AGE of INFLUENCE: going BACKWARDS to go FORWARDS. Words by Victoria Spratt.

We’ve had the fifties, sixties, seventies, eighties, nineties and noughties. Here were are in the decade with no name. What defines it? Throwback Thursdays and Flashback Fridays. They’re digital time hops, a chance to dig through the archives of your own existence in order to take the attention of the present and turn it on the past.

There are also entire Instagram accounts dedicated to sharing 90s and early 00s pictures of the Spice Girls and other stars like JLO, Britney and Sarah Michelle Geller as Buffy. The first generations to grow up online exists, Janus-like, on the Internet – at once looking to the past for inspiration and representing the future.

Nineties nostalgia has been palpable on both catwalks and high street racks for years now. This season the eighties are well and truly back, with many designers directly referencing the decade.

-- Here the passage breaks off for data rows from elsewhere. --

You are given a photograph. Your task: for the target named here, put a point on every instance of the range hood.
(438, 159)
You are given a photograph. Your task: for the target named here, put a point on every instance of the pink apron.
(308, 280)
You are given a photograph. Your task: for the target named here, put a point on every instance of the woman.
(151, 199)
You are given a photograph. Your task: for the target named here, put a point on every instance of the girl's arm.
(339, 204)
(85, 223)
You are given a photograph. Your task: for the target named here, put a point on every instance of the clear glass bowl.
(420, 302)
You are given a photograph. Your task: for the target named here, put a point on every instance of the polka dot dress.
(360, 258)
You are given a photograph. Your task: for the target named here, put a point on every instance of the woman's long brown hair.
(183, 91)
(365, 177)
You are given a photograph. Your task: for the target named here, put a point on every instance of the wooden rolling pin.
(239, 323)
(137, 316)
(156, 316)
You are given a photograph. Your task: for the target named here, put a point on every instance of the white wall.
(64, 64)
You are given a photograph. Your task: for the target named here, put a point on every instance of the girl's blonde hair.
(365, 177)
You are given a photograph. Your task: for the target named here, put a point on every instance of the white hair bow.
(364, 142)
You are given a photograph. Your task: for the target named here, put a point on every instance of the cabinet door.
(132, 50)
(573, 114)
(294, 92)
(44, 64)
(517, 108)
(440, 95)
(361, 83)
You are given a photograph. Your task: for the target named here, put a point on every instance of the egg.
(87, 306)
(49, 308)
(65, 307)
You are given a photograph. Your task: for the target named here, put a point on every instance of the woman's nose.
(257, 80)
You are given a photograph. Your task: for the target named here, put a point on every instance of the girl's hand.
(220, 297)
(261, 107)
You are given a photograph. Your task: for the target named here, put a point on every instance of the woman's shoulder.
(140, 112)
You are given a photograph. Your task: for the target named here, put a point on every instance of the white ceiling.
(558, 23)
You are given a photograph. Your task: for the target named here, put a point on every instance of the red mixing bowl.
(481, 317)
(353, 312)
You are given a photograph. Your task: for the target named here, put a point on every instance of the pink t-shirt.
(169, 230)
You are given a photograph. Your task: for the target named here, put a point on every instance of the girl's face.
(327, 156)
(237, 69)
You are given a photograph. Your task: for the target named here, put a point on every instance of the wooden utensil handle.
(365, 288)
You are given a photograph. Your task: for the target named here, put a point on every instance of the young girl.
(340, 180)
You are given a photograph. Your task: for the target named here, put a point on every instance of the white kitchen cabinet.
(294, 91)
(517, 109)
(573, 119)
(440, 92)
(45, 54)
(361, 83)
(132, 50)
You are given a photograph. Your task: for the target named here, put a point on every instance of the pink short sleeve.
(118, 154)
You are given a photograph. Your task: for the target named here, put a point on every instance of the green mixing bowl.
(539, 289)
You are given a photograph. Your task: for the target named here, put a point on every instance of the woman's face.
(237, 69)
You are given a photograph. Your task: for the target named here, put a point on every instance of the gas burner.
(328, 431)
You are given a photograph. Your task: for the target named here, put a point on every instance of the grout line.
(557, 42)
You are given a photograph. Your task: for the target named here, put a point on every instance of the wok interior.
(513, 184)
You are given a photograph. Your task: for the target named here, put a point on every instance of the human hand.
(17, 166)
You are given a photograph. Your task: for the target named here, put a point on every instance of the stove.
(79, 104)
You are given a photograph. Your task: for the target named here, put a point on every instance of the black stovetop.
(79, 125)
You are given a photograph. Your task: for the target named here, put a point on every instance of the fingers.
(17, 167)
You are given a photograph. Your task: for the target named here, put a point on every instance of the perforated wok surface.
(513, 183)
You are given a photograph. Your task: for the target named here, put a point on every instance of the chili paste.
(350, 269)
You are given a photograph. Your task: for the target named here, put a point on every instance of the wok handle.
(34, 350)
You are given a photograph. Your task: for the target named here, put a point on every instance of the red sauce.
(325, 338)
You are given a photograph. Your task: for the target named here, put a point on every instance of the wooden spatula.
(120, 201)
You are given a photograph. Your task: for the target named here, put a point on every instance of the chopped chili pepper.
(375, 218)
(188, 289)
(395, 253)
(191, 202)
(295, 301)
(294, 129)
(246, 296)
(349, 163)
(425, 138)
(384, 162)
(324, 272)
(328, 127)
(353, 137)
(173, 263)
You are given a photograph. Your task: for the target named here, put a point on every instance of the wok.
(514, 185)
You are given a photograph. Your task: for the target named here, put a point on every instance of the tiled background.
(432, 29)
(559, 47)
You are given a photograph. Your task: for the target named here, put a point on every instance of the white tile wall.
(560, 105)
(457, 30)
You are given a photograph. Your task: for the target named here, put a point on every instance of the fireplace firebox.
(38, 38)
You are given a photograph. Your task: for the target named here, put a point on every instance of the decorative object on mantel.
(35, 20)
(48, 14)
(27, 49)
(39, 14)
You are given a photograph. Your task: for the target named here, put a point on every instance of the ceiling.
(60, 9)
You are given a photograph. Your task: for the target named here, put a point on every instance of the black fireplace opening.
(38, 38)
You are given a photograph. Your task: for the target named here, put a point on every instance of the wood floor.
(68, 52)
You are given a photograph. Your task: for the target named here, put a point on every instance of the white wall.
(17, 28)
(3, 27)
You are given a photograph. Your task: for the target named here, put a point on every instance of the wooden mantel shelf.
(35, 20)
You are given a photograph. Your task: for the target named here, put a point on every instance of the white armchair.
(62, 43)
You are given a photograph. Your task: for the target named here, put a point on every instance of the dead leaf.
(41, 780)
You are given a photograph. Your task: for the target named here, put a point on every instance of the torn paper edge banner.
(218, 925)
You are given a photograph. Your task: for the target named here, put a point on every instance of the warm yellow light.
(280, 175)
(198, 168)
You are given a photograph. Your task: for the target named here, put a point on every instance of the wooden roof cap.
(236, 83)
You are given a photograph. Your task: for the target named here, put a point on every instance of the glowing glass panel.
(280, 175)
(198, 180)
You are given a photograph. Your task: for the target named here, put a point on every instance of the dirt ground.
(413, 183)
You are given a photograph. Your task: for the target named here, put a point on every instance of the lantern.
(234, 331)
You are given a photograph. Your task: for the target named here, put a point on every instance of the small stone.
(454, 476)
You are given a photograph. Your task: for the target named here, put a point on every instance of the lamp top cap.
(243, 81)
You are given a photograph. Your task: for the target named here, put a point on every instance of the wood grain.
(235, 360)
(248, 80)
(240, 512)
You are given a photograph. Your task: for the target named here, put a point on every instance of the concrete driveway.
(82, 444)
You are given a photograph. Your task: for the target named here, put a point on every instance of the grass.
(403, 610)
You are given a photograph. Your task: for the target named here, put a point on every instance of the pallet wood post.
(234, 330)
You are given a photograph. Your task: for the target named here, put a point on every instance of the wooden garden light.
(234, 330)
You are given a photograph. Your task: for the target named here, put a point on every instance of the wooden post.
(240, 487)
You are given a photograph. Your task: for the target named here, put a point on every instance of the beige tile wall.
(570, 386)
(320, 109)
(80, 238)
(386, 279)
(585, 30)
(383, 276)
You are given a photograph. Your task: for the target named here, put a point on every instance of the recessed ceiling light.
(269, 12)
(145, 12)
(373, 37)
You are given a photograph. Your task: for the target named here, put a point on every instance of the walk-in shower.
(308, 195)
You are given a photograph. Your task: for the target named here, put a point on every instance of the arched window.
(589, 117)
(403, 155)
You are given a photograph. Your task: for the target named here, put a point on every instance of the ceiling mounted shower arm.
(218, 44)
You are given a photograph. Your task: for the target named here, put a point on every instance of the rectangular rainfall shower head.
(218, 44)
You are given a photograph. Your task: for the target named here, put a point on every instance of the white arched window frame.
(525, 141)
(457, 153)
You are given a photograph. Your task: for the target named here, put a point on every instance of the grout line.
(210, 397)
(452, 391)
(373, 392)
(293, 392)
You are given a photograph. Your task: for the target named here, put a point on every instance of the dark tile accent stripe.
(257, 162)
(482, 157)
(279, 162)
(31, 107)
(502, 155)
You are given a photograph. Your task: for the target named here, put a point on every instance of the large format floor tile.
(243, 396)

Now is our generation’s time to create, to innovate and yet, nostalgia reigns in popular culture. Every film feels like a remake – last year there was a new Star Wars film which, perhaps deliberately, held onto it’s decidedly 70s aesthetic. It also extends to the clothes we wear, from the proliferation of 90s fashion on the high street at Topshop, Urban Outfitters and ASOS to the higher end with emerging designers like Londoner Caitlin Price, who has cited drum and bass raves and 90s club wear as their inspiration, or Marques Almeida, who reference 90s grunge in their sell out collections. Vetements made headlines when they collaborated with Juicy Couture on a throwback to Paris Hilton’s favourite loungewear and Givenchy, alongside Hood By Air, were among the first designer to put 90s streetwear onto catwalks in the 2010s.

Why is the most thoroughly modern, technologically savvy and forward looking generation so backwards-looking? Is it possible to use the past to push things forward?

Nostalgia is defined by the Oxford English Dictionary as ‘a sentimental longing or wistful affection for the past.’ The term has its roots in the Greek – nostos, means ‘to return home’ and algos, meaning ‘pain’. It is the fact that we cannot recover the past, that we cannot ‘go home’ which makes up the power of it’s appeal. Of course, we’re not talking about the past as we actually experienced it, this is the past as we imagine or, rather, reimagine it now, idealized and edited in memory.

Historically being nostalgic or using nostalgia as a form of expression in art or literature has not been seen as a good thing, rather it’s been viewed as the antithesis of progression and innovation. Miuccia Prada once said ‘nostalgia is a very complicated subject for me. I'm attracted by nostalgia but I refuse it intellectually.’

Why is nostalgia regarded so scathingly, why is so much shame attached to looking back?

Dr Wildschut, an Associate Professor of Psychology at the University of Southampton where there is a group of academics dedicated to the study of nostalgia, explains that, traditionally, nostalgic feelings were ‘confounded with homesickness. People who spend time away from home often experience loneliness and sadness. Loneliness and sadness may trigger nostalgia, in an attempt to counteract these negative states. In the past’ he says, ‘people may have inferred and assumed that it is nostalgia which causes loneliness and not the other way around. That is’, he points out, ‘they viewed nostalgia as a cause of (rather than adaptive response to) loneliness/sadness.’

However, he maintains that nostalgia can be a force for good. ‘Our research indicates that nostalgia can have many positive effects: it increases a sense of social connectedness, it boosts self-esteem, it imbues life with meaning, it fosters a sense of continuity across time. These are all important psychological functions.’

On the one hand nostalgia sells, it’s used by marketers and advertisers to tap in to something deep inside us which makes us want to buy things that remind us of our youth, or of a time in the past which is particularly venerated.

The past, recreated through a nostalgic lens, is never an accurate depiction. It’s a highly stylised, idealised and romanticised version of it. As such, in its own way, nostalgia as an aesthetic can be politically reactionary. In drawing on things which were once popular you retreat into a safe and knowable era, as opposed to engaging with the complexity of the present or the unknowable volatility of the future.

Done well nostalgia can be a rejection of the past, the act of selectively picking what was good and moving it forwards. In deconstructing the past it’s possible to reconstruct a future which is related to but separate from it. Done carelessly it can provide an abdication from the present and represent a failure of imagination.

The question for the decade no name is this: where do we go from here?